Note that the list of $k$ nearest users can differ based on which item that we want to estimate ratings for. This is because some users could have not rated the item of interest. For instance, assume that we want to predict the rating on The departed by Krusty. Let’s assume Willie is the most similar user to Krusty. However, Willie did not watch The departed and rate the movie as a result. Thus, we need to neglect Willie’s record and find other users that is both similar to Krusty and have watched and rated the movie.

Once $k$-nearest users satisfying the both conditions are found, the rating can be estimated by simply averaging the neighbors’ ratings that are given to the item of interest.

\begin{equation} \hat{r_{ui}} = \frac{1}{|N_i(u)|} \displaystyle\sum_{v \in N_i(u)} (r_{vi}) \end{equation}

In some practical cases, simply averaging can be insufficient. Therefore, many improvements such as weighing the ratings based on similarity metrics and normalizing the ratings have been proposed. However, this is also contingent upon the context - it is important to understand the problem and data before choosing/improving your averaging scheme.

Item-based recommendation

Instead of finding similar users and averaging ratings on the item of interest, item-based recommendation tries to find similar items to the item of interest. Then, we average the ratings to those items given by the user. Again, we cannot include the items that have not been previously rated by the user to the neighborhood. Once the $k$-nearest items are retrieved, we can average the ratings using the following equation.

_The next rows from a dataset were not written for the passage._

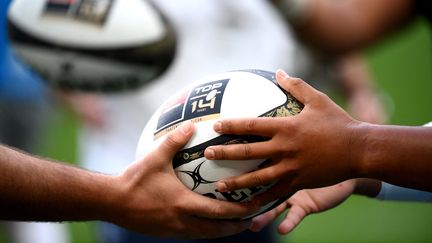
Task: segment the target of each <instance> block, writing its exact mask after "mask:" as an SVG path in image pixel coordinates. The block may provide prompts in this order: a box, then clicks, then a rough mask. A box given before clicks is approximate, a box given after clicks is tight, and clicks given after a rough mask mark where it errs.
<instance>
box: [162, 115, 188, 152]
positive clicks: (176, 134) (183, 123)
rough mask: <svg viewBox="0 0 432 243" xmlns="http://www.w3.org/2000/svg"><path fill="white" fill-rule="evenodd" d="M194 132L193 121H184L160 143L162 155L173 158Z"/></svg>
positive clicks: (184, 144)
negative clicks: (177, 127) (179, 126)
mask: <svg viewBox="0 0 432 243" xmlns="http://www.w3.org/2000/svg"><path fill="white" fill-rule="evenodd" d="M193 132H194V125H193V123H192V122H191V121H186V122H184V123H183V124H182V125H181V126H180V127H178V128H176V129H175V130H174V131H172V132H171V133H169V134H168V136H167V137H166V138H165V139H164V141H163V142H162V143H161V144H160V145H159V149H158V150H159V152H160V153H161V154H160V156H161V157H164V158H166V159H168V160H171V159H172V158H173V157H174V155H175V154H176V153H177V151H179V150H180V149H181V148H183V147H184V146H185V145H186V143H187V142H188V141H189V139H190V138H191V137H192V135H193Z"/></svg>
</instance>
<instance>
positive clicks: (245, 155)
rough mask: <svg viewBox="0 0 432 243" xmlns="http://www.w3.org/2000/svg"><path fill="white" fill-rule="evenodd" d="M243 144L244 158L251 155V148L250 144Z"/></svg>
mask: <svg viewBox="0 0 432 243" xmlns="http://www.w3.org/2000/svg"><path fill="white" fill-rule="evenodd" d="M242 146H243V156H244V158H245V159H250V158H251V157H252V148H251V145H250V144H244V145H242Z"/></svg>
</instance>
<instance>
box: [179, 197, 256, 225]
mask: <svg viewBox="0 0 432 243" xmlns="http://www.w3.org/2000/svg"><path fill="white" fill-rule="evenodd" d="M183 202H184V208H186V209H187V210H188V214H191V215H196V216H199V217H203V218H210V219H241V218H245V217H247V216H249V215H251V214H254V213H256V212H258V210H259V209H260V207H258V206H256V205H253V204H252V203H232V202H228V201H223V200H217V199H212V198H208V197H205V196H202V195H199V194H197V193H195V192H192V191H191V192H190V193H188V194H187V198H186V199H185V200H183Z"/></svg>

\begin{equation} \hat{r_{ui}} = \frac{1}{|N_u(i)|} \displaystyle\sum_{j \in N_u(i)} (r_{uj}) \end{equation}

Here, similar improvements such as weighting and normalization can be employed.

User- or Item-based, which one is better?

Traditionally, user-based recommendation methods were employed in practice. However, they were reported to have severe scalability and sparsity issues, especially with very large datasets that are prevelant nowadays. Hence, large-scale web applications such as Amazon.com started to move onto item-based collaborative filtering (Sarwar et al. 2001, Linden et al. 2003). In my opinion, both are methodologically sound, strong baselines with appealing features such as convenient implementation and explainability of the results. Thus, it would be meaningful to employ both methods and compare the results with more sophisticated methods that we are going to have a look in the following postings.

References

  • Linden, G., Smith, B., & York, J. (2003). Amazon. com recommendations: Item-to-item collaborative filtering. IEEE Internet computing, 7(1), 76-80.
  • Ricci, F., Rokach, L., & Shapira, B. (2011). Introduction to recommender systems handbook. In Recommender systems handbook (pp. 1-35). Springer, Boston, MA.
  • Sarwar, B., Karypis, G., Konstan, J., & Riedl, J. (2001, April). Item-based collaborative filtering recommendation algorithms. In Proceedings of the 10th international conference on World Wide Web (pp. 285-295).